BACKGROUND: Candida albicans is the causative agent of oral and vaginal candidiasis. Innate host defenses against C. albicans are important against each infection. Among these are oral and vaginal epithelial cells that have anti-Candida activity. The mechanism of action includes a requirement for cell contact with no role for soluble factors, and a putative role for carbohydrates based on the sensitivity of the activity to periodic acid. METHODS: Periodic acid treatment of epithelial cells as well as the property of partial resistance of antifungal activity to fixation was used to further dissect the mechanism of action. RESULTS: The results herein effectively now challenge a role for carbohydrates alone. Firstly, the putative carbohydrate(s) released into supernatants of periodic acid-treated epithelial cells could not compete with fresh epithelial cells for activity, and equivalent abrogation of activity was observed by periodic acid-treated cells irrespective of the amount of carbohydrate released. Instead, the similar abrogation of activity following treatment with other acids or when cocultured under acidic conditions suggests that the activity is acid-labile.
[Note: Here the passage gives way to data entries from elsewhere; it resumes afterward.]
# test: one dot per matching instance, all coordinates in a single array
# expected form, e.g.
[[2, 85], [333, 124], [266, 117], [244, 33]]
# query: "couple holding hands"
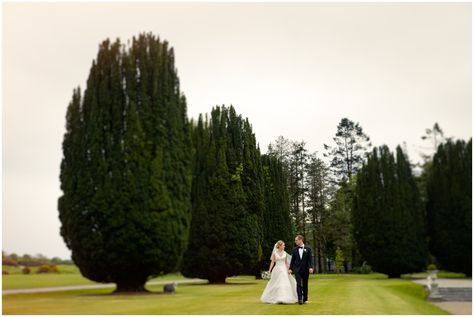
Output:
[[283, 288]]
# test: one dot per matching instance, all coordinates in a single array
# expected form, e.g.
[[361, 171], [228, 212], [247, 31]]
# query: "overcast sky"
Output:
[[292, 69]]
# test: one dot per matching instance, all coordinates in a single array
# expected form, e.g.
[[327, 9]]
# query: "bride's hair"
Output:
[[276, 246]]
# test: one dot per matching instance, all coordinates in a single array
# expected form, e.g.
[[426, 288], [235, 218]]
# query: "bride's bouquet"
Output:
[[266, 275]]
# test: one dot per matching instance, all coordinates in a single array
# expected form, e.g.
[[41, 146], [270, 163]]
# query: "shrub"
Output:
[[364, 269], [47, 268], [9, 262], [432, 267]]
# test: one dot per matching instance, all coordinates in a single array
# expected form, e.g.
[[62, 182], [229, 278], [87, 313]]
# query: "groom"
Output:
[[302, 265]]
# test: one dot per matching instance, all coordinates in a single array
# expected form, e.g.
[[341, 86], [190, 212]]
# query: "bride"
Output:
[[281, 289]]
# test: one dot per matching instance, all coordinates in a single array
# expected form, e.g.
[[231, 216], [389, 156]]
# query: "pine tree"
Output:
[[349, 153], [387, 214], [449, 206], [126, 171], [276, 219]]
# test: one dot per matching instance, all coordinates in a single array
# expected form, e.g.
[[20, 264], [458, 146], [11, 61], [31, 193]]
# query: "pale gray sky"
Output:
[[292, 69]]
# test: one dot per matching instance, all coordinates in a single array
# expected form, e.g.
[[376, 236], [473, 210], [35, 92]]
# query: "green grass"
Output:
[[17, 281], [329, 294], [440, 274]]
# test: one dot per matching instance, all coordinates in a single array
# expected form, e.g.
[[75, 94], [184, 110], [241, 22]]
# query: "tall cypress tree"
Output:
[[387, 214], [126, 171], [276, 218], [226, 232], [449, 206]]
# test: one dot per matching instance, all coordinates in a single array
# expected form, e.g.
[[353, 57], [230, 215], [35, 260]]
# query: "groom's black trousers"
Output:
[[302, 285]]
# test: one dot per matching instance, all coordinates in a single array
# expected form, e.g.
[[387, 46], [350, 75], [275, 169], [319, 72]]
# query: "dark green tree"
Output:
[[276, 218], [126, 170], [449, 206], [388, 214], [226, 228], [318, 197], [348, 155]]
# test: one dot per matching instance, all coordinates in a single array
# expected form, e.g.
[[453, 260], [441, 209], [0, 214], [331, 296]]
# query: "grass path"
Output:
[[329, 294]]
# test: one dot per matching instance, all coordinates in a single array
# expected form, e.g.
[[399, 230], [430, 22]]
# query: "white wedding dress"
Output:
[[281, 289]]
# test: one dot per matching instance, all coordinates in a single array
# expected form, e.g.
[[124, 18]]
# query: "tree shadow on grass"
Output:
[[129, 294]]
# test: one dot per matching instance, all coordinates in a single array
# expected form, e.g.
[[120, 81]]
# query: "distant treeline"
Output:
[[14, 259]]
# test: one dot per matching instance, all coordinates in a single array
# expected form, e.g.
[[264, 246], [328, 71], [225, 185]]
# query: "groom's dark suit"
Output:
[[301, 266]]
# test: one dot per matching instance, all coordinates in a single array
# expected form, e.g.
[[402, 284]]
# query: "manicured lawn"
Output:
[[329, 294], [440, 274], [16, 281]]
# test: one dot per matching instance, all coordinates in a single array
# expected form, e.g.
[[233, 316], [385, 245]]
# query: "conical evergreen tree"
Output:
[[449, 206], [387, 215], [276, 218], [225, 237], [126, 171]]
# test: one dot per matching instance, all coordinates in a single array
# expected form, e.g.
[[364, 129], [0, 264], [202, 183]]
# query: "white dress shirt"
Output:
[[301, 251]]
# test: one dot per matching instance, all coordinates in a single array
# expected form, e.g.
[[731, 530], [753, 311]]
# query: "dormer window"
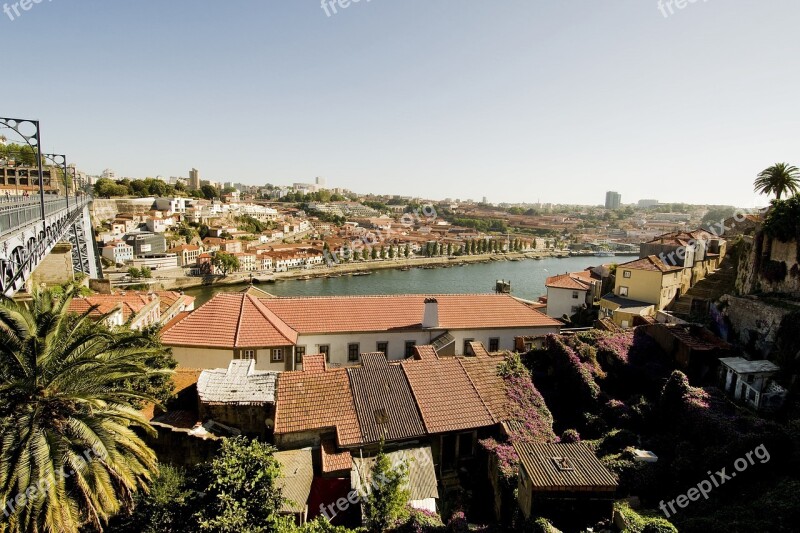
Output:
[[381, 416], [563, 464]]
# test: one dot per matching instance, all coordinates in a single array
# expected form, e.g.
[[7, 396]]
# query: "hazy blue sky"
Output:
[[514, 100]]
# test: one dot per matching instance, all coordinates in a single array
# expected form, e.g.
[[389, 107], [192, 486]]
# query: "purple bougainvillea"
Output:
[[530, 420]]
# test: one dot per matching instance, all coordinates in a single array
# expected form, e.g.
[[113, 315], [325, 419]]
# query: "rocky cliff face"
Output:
[[107, 209], [768, 265]]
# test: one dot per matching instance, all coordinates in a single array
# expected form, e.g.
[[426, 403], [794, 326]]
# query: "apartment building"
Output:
[[278, 332]]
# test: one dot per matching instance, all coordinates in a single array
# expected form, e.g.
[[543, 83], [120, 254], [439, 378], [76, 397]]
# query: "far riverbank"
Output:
[[358, 267]]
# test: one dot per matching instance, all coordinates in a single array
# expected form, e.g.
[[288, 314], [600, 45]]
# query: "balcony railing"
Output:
[[17, 212]]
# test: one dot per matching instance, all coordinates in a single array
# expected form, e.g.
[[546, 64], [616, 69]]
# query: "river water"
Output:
[[527, 279]]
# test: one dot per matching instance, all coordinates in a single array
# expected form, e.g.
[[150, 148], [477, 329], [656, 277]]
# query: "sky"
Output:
[[512, 100]]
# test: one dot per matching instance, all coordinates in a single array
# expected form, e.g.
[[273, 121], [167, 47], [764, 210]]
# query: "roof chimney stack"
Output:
[[431, 317]]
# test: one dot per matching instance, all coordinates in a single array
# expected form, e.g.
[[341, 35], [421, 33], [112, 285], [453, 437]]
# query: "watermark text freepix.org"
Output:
[[668, 7], [715, 480], [15, 10], [40, 489], [330, 6]]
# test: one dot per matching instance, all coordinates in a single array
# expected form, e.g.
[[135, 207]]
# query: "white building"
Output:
[[278, 332], [118, 252], [567, 293]]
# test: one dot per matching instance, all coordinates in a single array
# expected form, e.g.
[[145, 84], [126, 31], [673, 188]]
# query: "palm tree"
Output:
[[779, 178], [69, 457]]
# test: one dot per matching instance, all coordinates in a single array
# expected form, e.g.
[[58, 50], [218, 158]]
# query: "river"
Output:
[[527, 279]]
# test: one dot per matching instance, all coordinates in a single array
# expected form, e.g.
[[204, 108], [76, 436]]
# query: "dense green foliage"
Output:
[[106, 188], [241, 495], [225, 262], [66, 416], [779, 179], [385, 505]]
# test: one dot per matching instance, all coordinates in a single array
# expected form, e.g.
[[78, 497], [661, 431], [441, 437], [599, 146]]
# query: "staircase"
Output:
[[706, 291]]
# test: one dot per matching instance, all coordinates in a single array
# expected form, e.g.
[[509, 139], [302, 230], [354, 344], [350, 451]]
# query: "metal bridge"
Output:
[[26, 238], [31, 226]]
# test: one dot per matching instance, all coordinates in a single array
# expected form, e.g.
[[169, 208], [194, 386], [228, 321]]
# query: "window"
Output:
[[381, 416], [563, 464], [353, 352], [410, 348], [325, 350], [467, 348], [466, 445]]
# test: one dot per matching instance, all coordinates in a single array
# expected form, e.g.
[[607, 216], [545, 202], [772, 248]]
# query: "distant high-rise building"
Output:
[[194, 179], [613, 200]]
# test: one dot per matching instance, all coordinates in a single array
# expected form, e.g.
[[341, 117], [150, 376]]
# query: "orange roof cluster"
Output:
[[315, 399], [394, 401], [237, 320], [446, 395], [231, 320], [650, 263], [333, 460], [576, 281]]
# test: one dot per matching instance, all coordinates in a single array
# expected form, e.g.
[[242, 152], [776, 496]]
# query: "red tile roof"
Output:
[[384, 404], [446, 397], [317, 400], [482, 371], [425, 352], [131, 303], [242, 320], [650, 263], [230, 320], [572, 281], [384, 313], [333, 460]]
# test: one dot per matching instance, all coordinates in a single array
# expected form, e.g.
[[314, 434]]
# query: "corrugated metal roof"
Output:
[[421, 473], [564, 466], [239, 384], [384, 404], [297, 474]]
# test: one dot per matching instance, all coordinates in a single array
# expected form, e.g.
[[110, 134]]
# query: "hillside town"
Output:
[[400, 267]]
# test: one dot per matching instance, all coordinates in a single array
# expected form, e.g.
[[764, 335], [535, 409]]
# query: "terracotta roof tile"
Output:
[[583, 469], [445, 395], [425, 351], [243, 320], [334, 460], [650, 263], [314, 400], [482, 371], [384, 404], [230, 321], [568, 281]]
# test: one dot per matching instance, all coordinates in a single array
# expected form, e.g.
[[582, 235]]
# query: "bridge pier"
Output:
[[26, 239]]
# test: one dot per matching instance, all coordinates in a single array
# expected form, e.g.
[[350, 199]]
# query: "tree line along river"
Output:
[[527, 279]]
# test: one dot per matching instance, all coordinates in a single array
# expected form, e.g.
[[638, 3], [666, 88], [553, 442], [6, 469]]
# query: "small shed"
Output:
[[239, 396], [751, 382], [421, 475], [297, 475], [566, 483]]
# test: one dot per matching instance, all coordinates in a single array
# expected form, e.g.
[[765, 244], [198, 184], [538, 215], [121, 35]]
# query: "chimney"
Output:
[[431, 317]]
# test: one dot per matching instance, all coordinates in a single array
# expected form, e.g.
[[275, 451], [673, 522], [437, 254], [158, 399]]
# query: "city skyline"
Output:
[[505, 101]]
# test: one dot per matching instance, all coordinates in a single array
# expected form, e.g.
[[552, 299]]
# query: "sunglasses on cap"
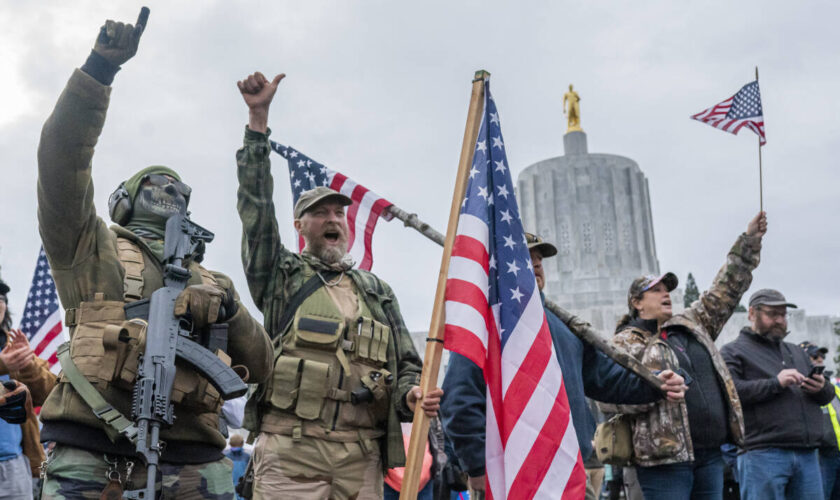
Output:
[[162, 180]]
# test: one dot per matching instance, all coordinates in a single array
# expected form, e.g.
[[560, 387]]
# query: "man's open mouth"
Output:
[[166, 206]]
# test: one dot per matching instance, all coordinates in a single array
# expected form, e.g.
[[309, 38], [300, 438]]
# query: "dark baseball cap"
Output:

Finally, while activity requires intact epithelial cells, it does not require live cells; activity was minimally affected by fixing epithelial cells prior to coculture where the majority of cells remained impermeable to Trypan blue but were defined as non-viable by positive nuclear staining with propidium iodide. CONCLUSION: These results suggest that antifungal activity is dependent on contact by intact, but not necessarily live, epithelial cells through an acid-labile mechanism.

Published 9 June 2005 in Oral Microbiol Immunol, 20(4): 199-205.